"Before a car crash in 2008 left her paralysed from the neck down, Nancy Smith enjoyed playing the piano. Years later, Smith started making music again, thanks to an implant that recorded and analysed her brain activity. When she imagined playing an on-screen keyboard, her brain-computer interface (BCI) translated her thoughts into keystrokes - and simple melodies, such as 'Twinkle, Twinkle, Little Star', rang out."
"But there was a twist. For Smith, it seemed as if the piano played itself. "It felt like the keys just automatically hit themselves without me thinking about it," she said at the time. "It just seemed like it knew the tune, and it just did it on its own." Smith's BCI system, implanted as part of a clinical trial, trained on her brain signals as she imagined playing the keyboard."

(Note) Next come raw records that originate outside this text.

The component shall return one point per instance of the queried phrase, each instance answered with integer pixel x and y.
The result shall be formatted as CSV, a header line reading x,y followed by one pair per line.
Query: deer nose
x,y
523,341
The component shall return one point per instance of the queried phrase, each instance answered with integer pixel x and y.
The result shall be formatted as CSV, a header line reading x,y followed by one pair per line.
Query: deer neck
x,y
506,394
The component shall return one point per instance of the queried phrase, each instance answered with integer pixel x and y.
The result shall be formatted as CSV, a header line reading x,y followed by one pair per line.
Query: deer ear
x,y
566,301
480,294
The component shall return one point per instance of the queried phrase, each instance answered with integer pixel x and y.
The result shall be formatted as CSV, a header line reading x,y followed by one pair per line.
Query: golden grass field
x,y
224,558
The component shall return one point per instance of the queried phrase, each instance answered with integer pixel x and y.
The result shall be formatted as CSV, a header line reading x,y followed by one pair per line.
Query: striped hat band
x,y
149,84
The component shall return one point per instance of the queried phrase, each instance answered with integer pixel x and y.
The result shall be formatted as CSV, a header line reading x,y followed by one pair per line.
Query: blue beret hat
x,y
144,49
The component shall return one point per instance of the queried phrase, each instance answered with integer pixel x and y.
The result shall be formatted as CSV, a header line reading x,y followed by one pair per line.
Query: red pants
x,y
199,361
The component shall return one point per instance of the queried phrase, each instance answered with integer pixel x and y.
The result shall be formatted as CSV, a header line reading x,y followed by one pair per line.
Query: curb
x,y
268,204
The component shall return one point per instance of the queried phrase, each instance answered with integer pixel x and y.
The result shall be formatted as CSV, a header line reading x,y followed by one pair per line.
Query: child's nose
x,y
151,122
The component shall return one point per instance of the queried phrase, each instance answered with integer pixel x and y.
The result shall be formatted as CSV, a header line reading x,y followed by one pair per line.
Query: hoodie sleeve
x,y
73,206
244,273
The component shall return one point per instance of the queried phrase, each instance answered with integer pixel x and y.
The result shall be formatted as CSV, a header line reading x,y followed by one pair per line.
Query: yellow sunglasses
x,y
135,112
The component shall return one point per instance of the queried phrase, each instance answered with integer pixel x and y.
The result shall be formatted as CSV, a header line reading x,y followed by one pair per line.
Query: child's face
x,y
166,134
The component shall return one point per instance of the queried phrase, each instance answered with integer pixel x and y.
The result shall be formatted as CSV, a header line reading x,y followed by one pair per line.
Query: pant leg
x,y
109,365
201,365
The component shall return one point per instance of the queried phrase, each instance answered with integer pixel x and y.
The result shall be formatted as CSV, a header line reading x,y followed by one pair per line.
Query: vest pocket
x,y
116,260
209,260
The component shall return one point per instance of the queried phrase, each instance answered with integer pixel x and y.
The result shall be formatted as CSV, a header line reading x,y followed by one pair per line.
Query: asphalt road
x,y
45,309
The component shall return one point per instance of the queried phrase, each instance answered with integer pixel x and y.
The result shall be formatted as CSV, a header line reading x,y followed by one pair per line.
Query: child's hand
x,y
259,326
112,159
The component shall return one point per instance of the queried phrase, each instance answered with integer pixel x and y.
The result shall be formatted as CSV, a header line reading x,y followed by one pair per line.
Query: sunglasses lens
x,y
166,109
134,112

Nancy Smith was paralysed from the neck down after a 2008 car crash but enjoyed playing piano. Years later an implanted device recorded and analysed her brain activity so that imagining playing an on-screen keyboard translated into keystrokes and simple melodies. She experienced the output as if the piano played itself. The implanted system trained on her brain signals and detected her intention to play hundreds of milliseconds before conscious attempt. About 90 people have received BCIs over two decades to control computers, robotic arms or synthetic speech. Recording motor-cortex signals during imagined movement can be decoded into device commands. An extra implant in the posterior parietal cortex captured intention and pre-motor planning; dual implants may improve prosthetic performance.